So, Is This The Time Gold Breaks Out?
A: You know my feelings on gold here and how if there will be another bubble in our future, precious metals is the asset class at the top of my list for going parabolic. There are different theories on the gold trade from inflation/dollar hedge, to safe haven play in times of uncertainty, to a coming default at the Comex. I'm of the camp that likes gold because of the insane amounts of fiat money printing that is going on as a coordinated effort to stave off the same deflationary forces. Add in that the fed's balance sheet was likely compromised big time by all the credit facilities put in place to avoid a systemic financial event. Gold tried and failed to break out three times now leaving many gold bugs pulling out their hair in frustration. So is this it?
There is one noticeable difference that comes to mind about this time around compared to past times when gold approached $1,000 --> the need to delever and level of fear. The first time gold approached $1,000 was around February of 2008 when Bear Stearns was about to be rescued by the fed and JP Morgan for $2/share. The 2nd time was in early 2009 as the stock market approached its lows in a fierce selloff ridden with margin calls, fear, wider credit, and redemption requests. Both of these times saw the need to delever big time and raise cash, perhaps limiting the potential breakout of gold. In other words, those that needed to raise cash took advantage of the one asset class that was performing at the time of stress; and that was gold.
But this time around equities are in the midst of a 50% surge, fear is non-existent, credit dramatically improved, corporate bond spreads much narrower, and tons of money was made on the reflation trade momentum - not really an environment conducive for fear based forced selling. Look at the chart to the right and notice where 3MTH LIBOR was the last two times gold approached the $1,000 mark:
February 2008 --> 3MTH LIBOR at 3.111%
February 2009 --> 3MTH LIBOR at 1.184%
TODAY --> 3MTH LIBOR at 0.34%
Clearly fear is not contributing to gold's rise right now. I think a large amount of deleveraging was already done in past episodes of fear and we may not see the forced selling to raise cash this time around as gold approaches that $1,000 mark - in short, the need to delever may not constrain gold from popping this time around.
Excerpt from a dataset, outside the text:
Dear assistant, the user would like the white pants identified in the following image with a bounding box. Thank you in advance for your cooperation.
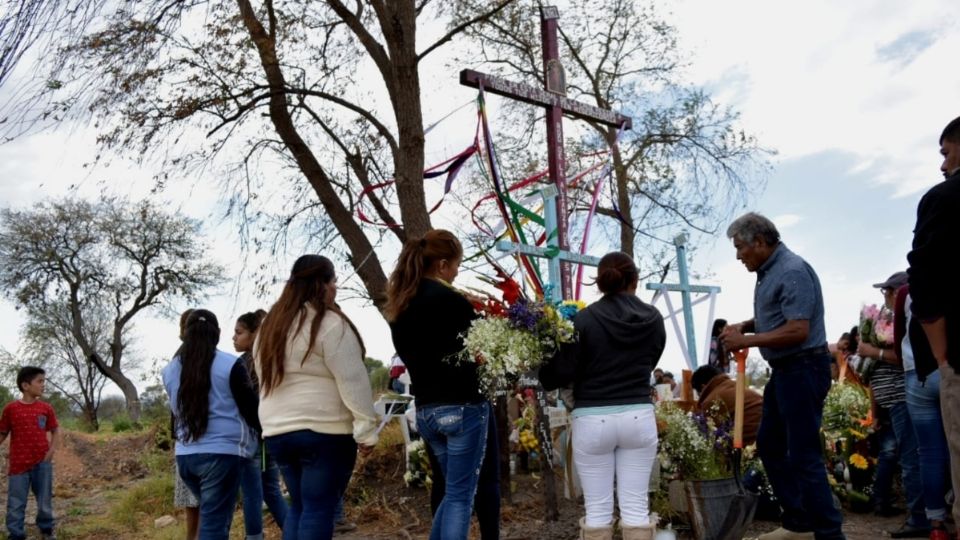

I deep down believe that one of these days gold is going to go ballistic and kill the shorts and surprise many. Whether that move is to 1,200 or 1,500 I don't know and when it happens I dont know, but it will be impossible to time and trading dynamics will kick in giving it that extra uumph to reach levels once thought impossible - similar to the move in oil from $100 to $145 in mid 2008 over a very short period of time that was mostly speculative momentum.
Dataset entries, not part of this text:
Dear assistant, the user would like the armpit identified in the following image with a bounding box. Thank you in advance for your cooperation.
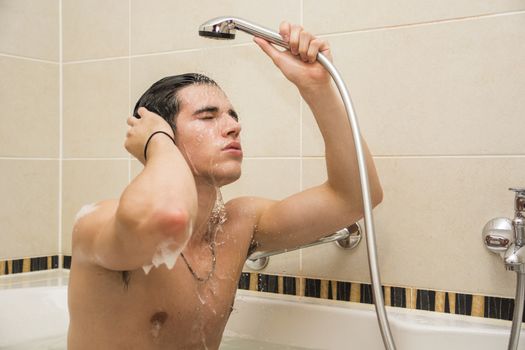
[246,236,259,258]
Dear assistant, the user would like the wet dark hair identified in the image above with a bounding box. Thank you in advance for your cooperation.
[122,73,218,288]
[132,72,219,132]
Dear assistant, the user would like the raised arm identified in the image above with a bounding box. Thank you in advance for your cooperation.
[72,107,198,271]
[250,22,383,252]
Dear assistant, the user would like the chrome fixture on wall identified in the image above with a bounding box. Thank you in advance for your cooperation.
[245,223,362,270]
[483,188,525,350]
[199,16,396,350]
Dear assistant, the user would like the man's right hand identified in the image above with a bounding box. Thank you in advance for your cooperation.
[125,107,175,164]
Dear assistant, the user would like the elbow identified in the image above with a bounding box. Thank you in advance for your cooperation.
[116,205,192,244]
[371,185,384,209]
[153,208,192,240]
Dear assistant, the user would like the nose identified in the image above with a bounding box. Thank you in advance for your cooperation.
[222,115,241,138]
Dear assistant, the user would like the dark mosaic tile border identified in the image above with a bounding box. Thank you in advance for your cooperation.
[235,273,521,322]
[0,255,59,275]
[2,255,522,322]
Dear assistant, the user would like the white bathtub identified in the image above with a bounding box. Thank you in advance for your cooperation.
[0,272,524,350]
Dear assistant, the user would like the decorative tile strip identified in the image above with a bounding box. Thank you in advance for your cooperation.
[236,272,522,323]
[0,255,59,275]
[1,255,522,323]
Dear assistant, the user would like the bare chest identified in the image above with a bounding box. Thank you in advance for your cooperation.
[123,231,249,346]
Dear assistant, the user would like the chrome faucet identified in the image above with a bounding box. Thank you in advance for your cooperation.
[483,187,525,350]
[501,188,525,272]
[484,188,525,268]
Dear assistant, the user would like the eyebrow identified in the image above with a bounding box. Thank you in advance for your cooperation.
[193,106,239,120]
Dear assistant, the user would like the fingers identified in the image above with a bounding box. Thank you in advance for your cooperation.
[279,21,291,42]
[137,106,150,118]
[283,23,328,63]
[298,31,311,62]
[306,38,325,63]
[288,24,301,56]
In my "How IN is Gold, huh?" piece back in February:
THE CORE OF THE GOLD TRADE LIES IN THE DEBASEMENT OF ALL FIAT CURRENCIES TO COUNTERACT THE GREATEST WAVE OF CREDIT DEFLATION SEEN SINCE THE GREAT DEPRESSIONWell, the fed will likely end up monetizing close to $300bln in treasuries and up to $1.25Trln in agency debt. That's a lot of dinero! Those buying gold on hyperinflation worries are simply hitching a ride as inflation concerns are way way out and I doubt the market is being influenced by that. Its hard to argue that inflation is pushing gold up now as we see credit contract, stocks trading at a 35% discount from peak levels and housing prices trading at even deeper discounts - those dollars that are losing value against other major currencies can still buy you way more house and way more stocks than only 2-3 years ago. So that argument doesn't jive with me. Gold is rising for other reasons and if the fed's balance sheet starts to come into question or people realize just how much money was printed to offset the destruction of wealth in the shadow banking system, you may see a jump to gold as an anti-fiat currency trade. Gold is finite and to many considered an alternative form of money that cannot be printed.
Our fed, and I'm sure ultimately other central banks, have a period of quantitative easing ahead of them - pure money printing. They are purchasing agency debt now right, $115Bln so far, and may have to fill the void and buy longer term treasuries down the road, should our friendly foreign funders decide to lay low, and focus on their own slowdowns for while.
In my humble opinion, the gold trade is not a hyper-inflation trade right now, but more of a lack of faith in paper money/fiat currency trade that ultimately could test its inflation adjusted high. Those in it now for the inflation hedge, are along for the ride as the world united battles deflationary forces.
What To Watch For: Gold to rise even as the dollar rises. This disconnect occurred early 2009 as the US dollar index approached its most recent high of 89 right as gold approached 1,000 for the 2nd time. Gold is usually a dollar inverse trade so keep an eye out for another disconnect there.